NSTG Aussig
- Full name: Nationalsozialistische Turngemeinde Aussig
- Founded: 1939
- Ground: Aussig-Prödlitz Städtische Kampfbahn Kleische
- Capacity: 6,000/6,000
- League: Gauliga Sudetenland
- 2007–08: defunct
| Home colours | Away colours |

= NSTG Aussig =

German football club

NSTG Aussig was an ethnically-German football club from what was known as the town of Aussig, Sudetenland and is today Ústí nad Labem, Czech Republic. The team played in the regional top-flight Gauliga Sudetenland through most of World War II.

==History==
On 30 September 1938, German-speaking areas of Czechoslovakia known as the Sudetenland were annexed by Nazi Germany under the terms of the Munich Agreement. Ethnically-German football clubs in the territory became part of German competition in 1938–39. That season was used to qualify clubs for participation in the Gauliga Sudetenland (I). The regime subsequently forced the merger of existing clubs into new sports associations each known as Nationalsozialistische Turngemeinde (National Socialist Gymnastics Community).

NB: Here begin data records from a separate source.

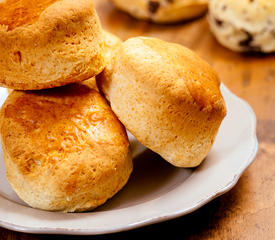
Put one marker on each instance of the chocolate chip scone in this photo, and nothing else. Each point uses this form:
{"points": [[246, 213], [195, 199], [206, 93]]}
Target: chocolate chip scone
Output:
{"points": [[247, 25], [163, 11]]}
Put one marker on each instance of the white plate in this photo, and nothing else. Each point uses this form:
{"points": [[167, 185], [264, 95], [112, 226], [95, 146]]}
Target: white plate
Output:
{"points": [[156, 191]]}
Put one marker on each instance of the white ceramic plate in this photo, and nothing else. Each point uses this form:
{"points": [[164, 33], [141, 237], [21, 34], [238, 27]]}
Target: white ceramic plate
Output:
{"points": [[156, 191]]}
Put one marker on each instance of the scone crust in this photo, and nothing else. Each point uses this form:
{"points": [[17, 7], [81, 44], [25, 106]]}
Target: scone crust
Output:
{"points": [[167, 97], [63, 46], [244, 25], [64, 149], [163, 11]]}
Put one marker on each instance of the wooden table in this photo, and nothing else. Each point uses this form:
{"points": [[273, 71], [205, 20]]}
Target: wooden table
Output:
{"points": [[247, 211]]}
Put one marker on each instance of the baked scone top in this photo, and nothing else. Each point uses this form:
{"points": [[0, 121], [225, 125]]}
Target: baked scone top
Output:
{"points": [[176, 62], [16, 13], [68, 124]]}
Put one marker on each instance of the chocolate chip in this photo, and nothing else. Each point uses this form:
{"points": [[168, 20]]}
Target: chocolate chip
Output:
{"points": [[153, 6], [247, 41]]}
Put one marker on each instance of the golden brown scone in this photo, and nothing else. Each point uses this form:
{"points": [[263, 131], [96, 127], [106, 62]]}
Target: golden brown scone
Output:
{"points": [[49, 43], [64, 148], [163, 11], [167, 97]]}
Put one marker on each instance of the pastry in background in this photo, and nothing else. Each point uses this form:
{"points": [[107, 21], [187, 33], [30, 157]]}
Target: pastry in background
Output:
{"points": [[243, 26], [163, 11], [49, 43], [167, 97], [64, 149]]}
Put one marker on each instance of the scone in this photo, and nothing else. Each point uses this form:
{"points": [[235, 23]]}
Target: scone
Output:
{"points": [[112, 43], [244, 25], [49, 43], [64, 149], [163, 11], [167, 97]]}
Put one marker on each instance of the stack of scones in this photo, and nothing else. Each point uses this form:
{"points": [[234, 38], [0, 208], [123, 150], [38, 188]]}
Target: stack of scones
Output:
{"points": [[75, 90]]}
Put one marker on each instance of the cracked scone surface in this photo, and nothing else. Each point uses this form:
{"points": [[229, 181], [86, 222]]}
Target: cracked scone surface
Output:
{"points": [[49, 43], [167, 97], [244, 25], [163, 11], [64, 149]]}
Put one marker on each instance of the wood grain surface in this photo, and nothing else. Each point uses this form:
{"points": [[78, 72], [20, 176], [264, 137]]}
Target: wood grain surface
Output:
{"points": [[248, 210]]}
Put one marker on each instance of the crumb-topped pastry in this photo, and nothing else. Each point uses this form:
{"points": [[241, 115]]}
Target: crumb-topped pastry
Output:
{"points": [[64, 149], [163, 11], [246, 25], [167, 97], [49, 43]]}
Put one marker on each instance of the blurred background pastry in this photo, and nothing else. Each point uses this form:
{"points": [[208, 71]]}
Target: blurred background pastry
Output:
{"points": [[64, 149], [246, 25], [163, 11], [49, 43], [167, 97]]}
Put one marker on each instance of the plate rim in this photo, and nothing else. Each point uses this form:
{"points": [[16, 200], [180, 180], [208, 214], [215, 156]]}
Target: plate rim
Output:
{"points": [[159, 218]]}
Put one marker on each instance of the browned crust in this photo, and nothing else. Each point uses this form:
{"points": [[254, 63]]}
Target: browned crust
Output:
{"points": [[64, 45]]}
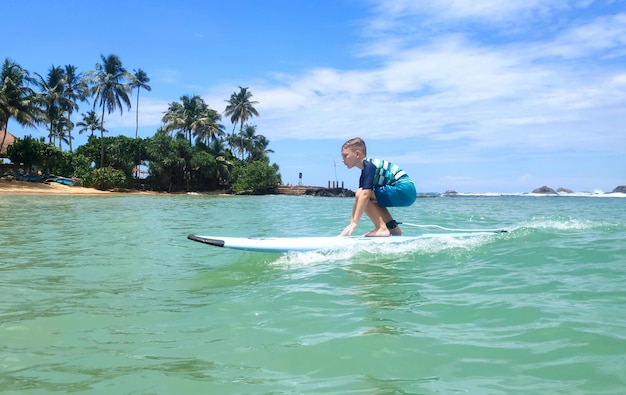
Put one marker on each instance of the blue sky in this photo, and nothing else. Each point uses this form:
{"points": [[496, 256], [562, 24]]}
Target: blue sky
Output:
{"points": [[475, 96]]}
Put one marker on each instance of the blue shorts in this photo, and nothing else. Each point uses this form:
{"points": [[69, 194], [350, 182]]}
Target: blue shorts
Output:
{"points": [[400, 194]]}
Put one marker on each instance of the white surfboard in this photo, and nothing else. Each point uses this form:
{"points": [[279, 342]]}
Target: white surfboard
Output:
{"points": [[300, 244]]}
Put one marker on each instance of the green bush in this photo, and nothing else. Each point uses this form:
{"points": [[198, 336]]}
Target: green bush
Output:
{"points": [[105, 178]]}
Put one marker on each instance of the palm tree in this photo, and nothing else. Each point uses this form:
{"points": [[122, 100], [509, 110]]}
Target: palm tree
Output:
{"points": [[240, 108], [192, 117], [139, 80], [91, 122], [52, 88], [213, 130], [75, 90], [222, 165], [17, 100], [110, 87]]}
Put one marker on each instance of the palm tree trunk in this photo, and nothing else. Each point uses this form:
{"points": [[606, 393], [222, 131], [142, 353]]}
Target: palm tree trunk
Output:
{"points": [[102, 138]]}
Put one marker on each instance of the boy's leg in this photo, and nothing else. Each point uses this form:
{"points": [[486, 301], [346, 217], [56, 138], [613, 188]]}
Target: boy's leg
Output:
{"points": [[380, 216]]}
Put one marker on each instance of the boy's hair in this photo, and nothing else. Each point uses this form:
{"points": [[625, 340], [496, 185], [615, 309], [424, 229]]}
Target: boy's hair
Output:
{"points": [[354, 144]]}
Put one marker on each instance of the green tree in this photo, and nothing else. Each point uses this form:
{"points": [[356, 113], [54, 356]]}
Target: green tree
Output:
{"points": [[17, 99], [166, 165], [140, 81], [240, 108], [75, 91], [257, 177], [27, 150], [90, 122], [191, 117], [110, 88], [52, 87]]}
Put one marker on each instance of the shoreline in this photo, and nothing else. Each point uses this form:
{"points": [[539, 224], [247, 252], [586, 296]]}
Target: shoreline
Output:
{"points": [[16, 187]]}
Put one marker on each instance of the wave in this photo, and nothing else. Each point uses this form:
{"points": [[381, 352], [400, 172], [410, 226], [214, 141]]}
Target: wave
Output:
{"points": [[596, 193]]}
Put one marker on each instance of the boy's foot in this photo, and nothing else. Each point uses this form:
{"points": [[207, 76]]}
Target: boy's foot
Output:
{"points": [[378, 233]]}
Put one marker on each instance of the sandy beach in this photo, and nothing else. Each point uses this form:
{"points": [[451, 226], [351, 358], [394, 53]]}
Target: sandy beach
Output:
{"points": [[53, 188]]}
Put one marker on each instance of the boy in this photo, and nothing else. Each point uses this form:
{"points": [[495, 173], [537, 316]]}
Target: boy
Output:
{"points": [[382, 184]]}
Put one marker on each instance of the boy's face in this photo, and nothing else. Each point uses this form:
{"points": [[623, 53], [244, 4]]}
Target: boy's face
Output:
{"points": [[352, 158]]}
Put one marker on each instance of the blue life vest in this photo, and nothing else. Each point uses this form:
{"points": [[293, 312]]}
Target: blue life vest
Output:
{"points": [[386, 172]]}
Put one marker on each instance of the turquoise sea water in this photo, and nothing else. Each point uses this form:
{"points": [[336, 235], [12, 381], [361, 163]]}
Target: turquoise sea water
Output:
{"points": [[105, 295]]}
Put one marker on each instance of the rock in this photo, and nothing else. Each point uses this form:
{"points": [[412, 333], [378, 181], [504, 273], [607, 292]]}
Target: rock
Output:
{"points": [[620, 189], [545, 190]]}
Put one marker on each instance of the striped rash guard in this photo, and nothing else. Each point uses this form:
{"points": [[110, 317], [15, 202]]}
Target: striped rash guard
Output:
{"points": [[377, 173]]}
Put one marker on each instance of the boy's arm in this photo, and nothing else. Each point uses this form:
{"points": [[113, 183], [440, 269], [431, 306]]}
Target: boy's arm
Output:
{"points": [[362, 199]]}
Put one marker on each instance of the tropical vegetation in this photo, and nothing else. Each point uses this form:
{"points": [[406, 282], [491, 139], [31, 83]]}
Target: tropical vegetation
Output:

NSTG Aussig was formed through the 1939 union of a number of smaller local sides around the core of Deutscher Fußballklub Aussig. The team played five seasons in the regional top flight division in the Gauliga Sudeten, Staffel 2 (1939–41, 1943–44) and the Gauliga Mitte (1941–43) with their best results coming as second-place finishes in 1942 and 1943. The Aussig side disappeared with the end of World War II and the return of the Sudetenland to Czechoslovakia.